The Evolution of Computer Vision Techniques on Face Detection, Part 1

Alvin Prayuda Juniarta Dwiyantoro
Nodeflux
Published in
9 min readMar 29, 2018

Introduction

The increasing of computer computing capability and the decreasing of price/performance ratio of computer system contribute to the vast development of computer application. One of the focus is the development of computer’s ability in mimicking one of human’s natural sensor — the eyes. Up until this very moment, human have already succeeded in making a device which can imitate how the eyes working. And now is the time to make the computer understand what information that we have in it, in a field of study of computer vision.

One focus of the computer vision is to enhance capability on surveillance system. The traditional surveillance system is heavily dependent on human’s capability to perceive any information from video camera feed. However, supported by today’s advanced computing capability, many techniques and methods already deployed to enforced automatic surveillance system.

Face detection is among the focuses of the automatic surveillance system. This focus is based on premise that face of a person can be applied into several application to extract useful information. The system can quickly notified if there are unwanted person’s entering an area (face recognition), detect whether there are people looking in and out to our camera (gaze estimation), age and gender estimation, and many more.

Several methods have already proposed in order to extract pattern from images and detect faces from them. In general, all methods proposed is consist of three parts:

  • An algorithm to inspect parts of images, e.g. : sliding window, region proposal, max-margin object detection
  • Obtain extracted features (image patterns) from the parts, e.g. : Haar features, Histogram of Oriented Gradients features, Deep Learning features
  • Classify them whether they’re a face or not using machine learning. e.g : Support Vector Machine, Adaboost, Fully Connected Neural Networks

In the past, the traditional methods rely on how we can model the features or the pattern manually using our philosophical understanding. We try to find edges or blobs from filtered images to define as features and classify them.
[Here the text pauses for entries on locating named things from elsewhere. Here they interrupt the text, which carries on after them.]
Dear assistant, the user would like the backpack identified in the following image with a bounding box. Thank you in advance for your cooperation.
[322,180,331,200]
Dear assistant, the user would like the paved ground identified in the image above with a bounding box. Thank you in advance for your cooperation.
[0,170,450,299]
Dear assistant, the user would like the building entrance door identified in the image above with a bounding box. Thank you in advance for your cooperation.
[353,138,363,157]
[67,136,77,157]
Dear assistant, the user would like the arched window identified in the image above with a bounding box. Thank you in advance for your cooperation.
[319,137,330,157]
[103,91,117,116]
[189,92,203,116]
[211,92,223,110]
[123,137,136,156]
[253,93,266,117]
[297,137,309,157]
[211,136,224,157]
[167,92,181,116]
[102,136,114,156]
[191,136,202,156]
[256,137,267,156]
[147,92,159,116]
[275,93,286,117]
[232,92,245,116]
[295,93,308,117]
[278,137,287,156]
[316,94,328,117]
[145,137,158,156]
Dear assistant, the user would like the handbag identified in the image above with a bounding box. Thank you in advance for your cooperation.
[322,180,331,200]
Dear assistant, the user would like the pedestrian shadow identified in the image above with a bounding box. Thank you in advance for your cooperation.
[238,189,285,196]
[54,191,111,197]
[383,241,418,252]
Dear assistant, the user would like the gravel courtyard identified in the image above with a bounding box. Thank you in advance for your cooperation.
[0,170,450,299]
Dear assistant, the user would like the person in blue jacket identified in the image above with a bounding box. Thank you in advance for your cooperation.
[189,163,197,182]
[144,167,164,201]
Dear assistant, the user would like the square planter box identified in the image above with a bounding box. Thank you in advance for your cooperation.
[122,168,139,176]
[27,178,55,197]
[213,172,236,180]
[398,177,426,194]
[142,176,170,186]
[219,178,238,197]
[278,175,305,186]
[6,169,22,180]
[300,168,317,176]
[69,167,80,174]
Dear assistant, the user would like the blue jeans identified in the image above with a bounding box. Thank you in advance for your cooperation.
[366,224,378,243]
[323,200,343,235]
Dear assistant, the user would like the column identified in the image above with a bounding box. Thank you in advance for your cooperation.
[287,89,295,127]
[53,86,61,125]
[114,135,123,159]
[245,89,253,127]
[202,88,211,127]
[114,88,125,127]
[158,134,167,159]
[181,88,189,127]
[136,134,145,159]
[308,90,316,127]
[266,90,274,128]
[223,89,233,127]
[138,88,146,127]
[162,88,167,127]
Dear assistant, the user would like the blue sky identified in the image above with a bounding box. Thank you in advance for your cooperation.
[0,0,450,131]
However, the recent development shows that it’s better for us to delegate those task to the computer and let them learn themselves. The following section will briefly explain about some of the famous traditional methods introduced to us until today.

Traditional Methods

Haar Cascade Classifier

This method was proposed by Paul Viola and Michael Jones in their paper, “Rapid Object Detection using a Boosted Cascade of Simple Features”, CVPR 2001. This algorithm will need a lot of positive images (in this case, face images) and negative images (background images). To extract features from it, haar features shown in the below image are used.

Image 1 : Haar features (Source : https://docs.opencv.org/3.4.1/d7/d8b/tutorial_py_face_detection.html)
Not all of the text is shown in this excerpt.